The hot-of-the-press book will debut on Veterans Day at Clovis Veterans Memorial District, where Morton will sign copies and read a few excerpts.
“It’s a collection of remembrances of when I was in the Marine Corps during Vietnam, from 1966 to 1969,” Morton said. “It’s not just about war; it’s about other factors involved. You still have a civilian life outside of the Marine Corps.”
“I wrote about events that happened in that life indirectly because of the military.”
Morton chronicles stories from Vietnam while he served there in 1968, and also the story of why he joined the Marine Corps in the first place.
Morton said he worked with Vietnamese people and Vietnam’s armed forces directly during the war. He received the Bronze Star Combat V and a Purple Heart.

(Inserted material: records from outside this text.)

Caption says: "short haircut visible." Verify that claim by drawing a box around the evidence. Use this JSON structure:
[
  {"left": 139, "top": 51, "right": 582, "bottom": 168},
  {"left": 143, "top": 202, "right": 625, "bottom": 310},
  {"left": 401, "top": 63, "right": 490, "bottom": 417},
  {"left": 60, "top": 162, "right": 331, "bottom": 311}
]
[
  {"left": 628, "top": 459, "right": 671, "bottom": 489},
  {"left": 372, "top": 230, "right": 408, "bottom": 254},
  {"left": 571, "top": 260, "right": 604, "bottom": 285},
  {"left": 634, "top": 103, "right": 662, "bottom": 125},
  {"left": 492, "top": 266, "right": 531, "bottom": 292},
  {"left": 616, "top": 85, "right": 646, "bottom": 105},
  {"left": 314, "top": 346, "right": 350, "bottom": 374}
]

“It’s a powerful, in-the-moment type of book,” Stevens said. “It’s dialogue-driven, very snappy and very concise.”
Even its title is snappy: “Whiskey Tango Foxtrot.”
“It doesn’t stand for ‘where’s the food,’” Morton said with a laugh. He chose the title for his book because “a lot of the stuff that happens in it brings that phrase to mind.”

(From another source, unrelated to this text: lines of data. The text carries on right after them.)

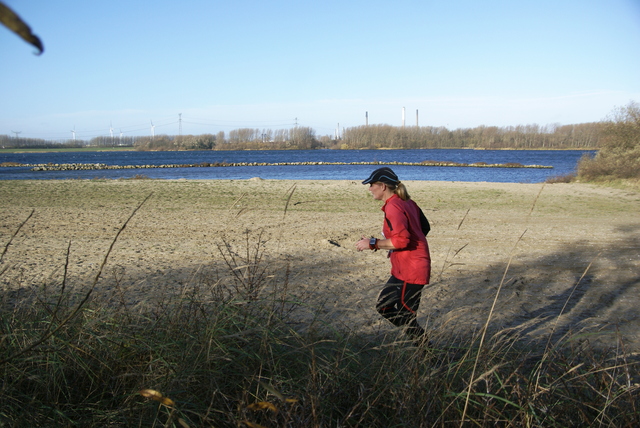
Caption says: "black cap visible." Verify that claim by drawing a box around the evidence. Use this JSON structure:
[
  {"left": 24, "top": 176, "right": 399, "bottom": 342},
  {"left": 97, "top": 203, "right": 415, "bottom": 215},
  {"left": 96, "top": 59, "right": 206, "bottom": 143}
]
[{"left": 362, "top": 166, "right": 400, "bottom": 185}]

Morton has sold more than 60 copies of the book through presales. It will soon be available on Amazon.com.
“It’s not your everyday military book,” Morton said. “It’s probably more unique in the way it’s told. It’s not about the blood and guts. It’s very direct. I believe it reads quickly.”
Along with Morton, several more local authors will sign copies of their books at CVMD, 808 4th St., on Veterans Day from 1 to 4 p.m. They include:
▪ Gid Adkisson, “Infantry Lieutenant,” about his father’s WWII combat service.
▪ Ken Eaton, “Missing Dog Tags,” about his three escapes and captures during the Korean War.
▪ George Gruner, “Into the Night” which recounts the histories of Hammer Field, Pinedale and the Fresno Fairgrounds and their impact on the Japanese internment in the Central Valley during WWII.
▪ David Hendrickson, “The Patrol Frigate Story,” about his experience serving on the USS Albuquerque PF-7 during a 14-month tour of duty in the Bering Sea during WWII.
▪ Phyllis Johnson, “A Different Drummer: The Adventures of a Civil War Hero and Artist,” which pieces together family legend and careful research for a story about her ancestor, Julian Scott who started out as a drummer boy in the Civil War and ended up recording a visual history of the war.
▪ Dave Leue, “Korean Combat” and “Vietnam Combat,” about his lengthy military career. His wife, Stella, finished his last book from his journals after he passed away.
▪ Jim Mobley, “Betrayal” about his service in the jungles of Vietnam.
▪ Janice Stevens, “Stories of Service: Valley Veterans Remember WWII” and “Stories of Service: Valley Veterans Remember WWII, Korea, Vietnam and the Cold War” which compile veterans’ memoirs.